THE EDITED PRESS RELEASE: “Laurie Anderson’s Amelia is the 2024 Grammy Lifetime Achievement Award recipient’s first new album since 2018’s Grammy-winning Landfall. The record comprises 22 tracks about renowned female aviator Amelia Earhart’s tragic last flight. Anderson wrote the music and lyrics for this subjective narrative piece. On the album, she is joined by the Czech orchestra Filharmonie Brno, conducted by Dennis Russell Davies, and Anohni, Gabriel Cabezas, Rob Moose, Ryan Kelly, Martha Mooke, Marc Ribot, Tony Scherr, Nadia Sirota and Kenny Wollesen.
Earhart was a passionate pioneer of early aviation, achieving fame as the first woman to cross the Atlantic, in 1932. Five years later, she embarked on a flight around the world. Before she could complete the voyage, her plane disappeared without a trace; it has never been found. “The words used in Amelia are inspired by her pilot diaries, the telegrams she wrote to her husband, and my idea of what a woman flying around the world might think about,” Anderson says. First premiered at Carnegie Hall in 2000, the updated piece was recently performed across Europe.
Anderson is one of America’s most renowned and daring creative pioneers. Her work, which encompasses music, visual art, poetry, film, and photography, has challenged and delighted audiences around the world for more than 40 years. A recent 60 Minutes profile described her as “a pioneer of the avant-garde, but… that doesn’t begin to describe what she creates. Her work isn’t sold in galleries. It’s experienced by audiences who come to see her perform: singing, telling stories, and playing strange violins of her own invention… she blends the beautiful and the bizarre, challenging audiences with homilies and humor. She blurs boundaries across music, theater, dance, and film.” The Washington Post has said she “doesn’t just tell stories; she draws out every word with a kind of physical pleasure, tasting its flavor as she probes the everyday mysteries of life,” and the Guardian has called Anderson “one of the great popular artists and storytellers of our time.”

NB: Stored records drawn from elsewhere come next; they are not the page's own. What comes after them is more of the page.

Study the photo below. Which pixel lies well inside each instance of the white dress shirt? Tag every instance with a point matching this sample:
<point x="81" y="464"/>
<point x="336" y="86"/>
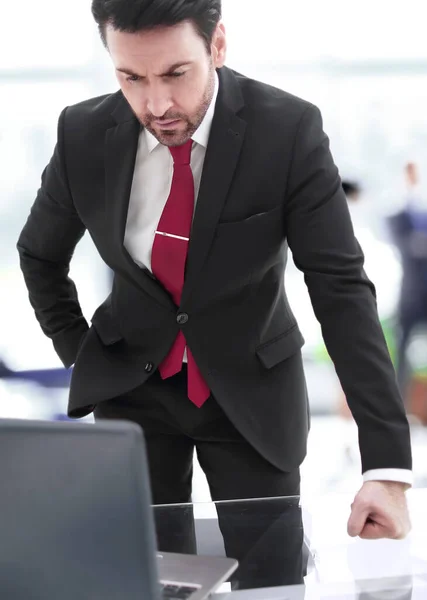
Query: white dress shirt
<point x="151" y="185"/>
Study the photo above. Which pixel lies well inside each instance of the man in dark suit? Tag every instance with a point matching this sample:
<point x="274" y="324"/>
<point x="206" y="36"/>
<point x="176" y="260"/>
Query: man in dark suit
<point x="202" y="349"/>
<point x="408" y="228"/>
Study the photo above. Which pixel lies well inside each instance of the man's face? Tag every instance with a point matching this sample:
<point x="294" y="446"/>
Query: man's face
<point x="167" y="77"/>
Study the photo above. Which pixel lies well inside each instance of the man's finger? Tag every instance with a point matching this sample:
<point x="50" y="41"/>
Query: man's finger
<point x="357" y="520"/>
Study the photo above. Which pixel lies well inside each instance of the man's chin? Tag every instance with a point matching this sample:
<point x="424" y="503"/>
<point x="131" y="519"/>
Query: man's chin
<point x="172" y="138"/>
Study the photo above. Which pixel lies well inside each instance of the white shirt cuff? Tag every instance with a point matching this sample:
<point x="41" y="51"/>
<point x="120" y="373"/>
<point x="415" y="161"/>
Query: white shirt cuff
<point x="401" y="475"/>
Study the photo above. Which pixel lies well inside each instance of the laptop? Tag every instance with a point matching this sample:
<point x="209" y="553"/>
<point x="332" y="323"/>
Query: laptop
<point x="76" y="519"/>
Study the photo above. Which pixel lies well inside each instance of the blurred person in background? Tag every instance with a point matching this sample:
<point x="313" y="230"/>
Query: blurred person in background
<point x="203" y="351"/>
<point x="409" y="232"/>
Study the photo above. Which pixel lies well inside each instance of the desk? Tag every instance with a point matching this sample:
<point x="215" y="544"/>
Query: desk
<point x="283" y="542"/>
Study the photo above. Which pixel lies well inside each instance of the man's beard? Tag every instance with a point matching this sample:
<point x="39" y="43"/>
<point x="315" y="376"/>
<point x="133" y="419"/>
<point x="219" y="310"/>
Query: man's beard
<point x="174" y="138"/>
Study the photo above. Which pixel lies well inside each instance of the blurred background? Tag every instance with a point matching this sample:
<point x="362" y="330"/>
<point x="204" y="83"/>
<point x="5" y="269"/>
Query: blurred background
<point x="365" y="65"/>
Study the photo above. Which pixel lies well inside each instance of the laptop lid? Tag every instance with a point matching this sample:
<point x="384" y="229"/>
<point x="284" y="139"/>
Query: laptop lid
<point x="67" y="491"/>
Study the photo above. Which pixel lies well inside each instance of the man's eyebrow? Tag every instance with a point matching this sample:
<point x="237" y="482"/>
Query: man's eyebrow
<point x="170" y="70"/>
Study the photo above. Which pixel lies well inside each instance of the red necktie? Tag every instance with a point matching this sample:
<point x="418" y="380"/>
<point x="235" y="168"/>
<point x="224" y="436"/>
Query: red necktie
<point x="168" y="259"/>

Anderson released her first album with Nonesuch Records in 2001, the critically lauded Life On A String. Her subsequent releases on the label include Live in New York (2002), Homeland (2010), the soundtrack to her own acclaimed film Heart Of A Dog (2015), and her Grammy-winning collaboration with Kronos Quartet, Landfall (2018). Additionally, Anderson’s virtual-reality film La Camera Insabbiata, with Hsin-Chien Huang, won the 2017 Venice Film Festival Award for Best VR Experience, and, in 2018, she published her book All the Things I Lost in the Flood: Essays on Pictures, Language and Code, the most comprehensive collection of her artwork to date.”